A multi-site financial services organization with client assets over $250 billion is focused on hiring front-line customer service representatives that will perform better in production. Several specific goals were highlighted during the needs analysis:
- Better evaluate job candidates prior to hire for performance potential across two critical metrics (average handle time and customer satisfaction)
- Reduce new hire attrition by hiring candidates with the greatest potential for long-term job success;
- Develop a best in class, data-driven hiring model in line with key contact center performance goals
Based on the job reviews conducted by FurstPerson, two primary assessments are being used to predict job performance. These two assessments are the CC AIMS which measures work attitudes, and CC Audition® which measures work ability. Using these assessments as the core pre-hire evaluation tools, FurstPerson conducted a validation analysis with current job incumbents to establish the baseline scoring model based on the client’s critical performance metrics.
From there, the web-based hiring model was established.

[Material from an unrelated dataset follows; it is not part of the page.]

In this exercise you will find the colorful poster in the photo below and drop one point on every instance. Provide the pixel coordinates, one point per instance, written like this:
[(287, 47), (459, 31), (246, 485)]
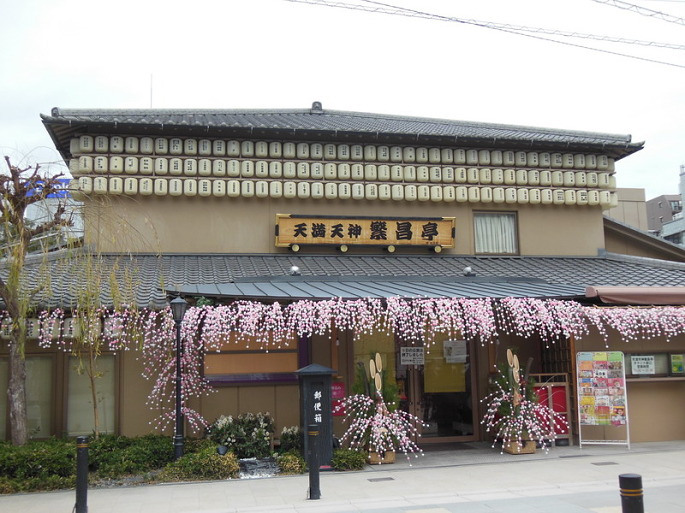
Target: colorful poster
[(643, 364), (601, 388)]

Using the client specific scoring model developed during the validation phase, FurstPerson was able to determine that the assessments do demonstrate that the two primary assessments are predicting job performance. Candidates who score higher on the CC AIMS and CC Audition outperform the baseline performance provided by the client. The chart below demonstrates the performance improvement for Customer Satisfaction (CSAT) and Average Handle Time (AHT).
In summary, the client was able to improve the candidate experience by deploying a web-based, automated hiring process that resulted in a more accurate hiring decision. The validation analysis provided the right foundation to create a specific scoring model for the client that allowed the client to select job candidates who performed better in two critical performance metrics for the client.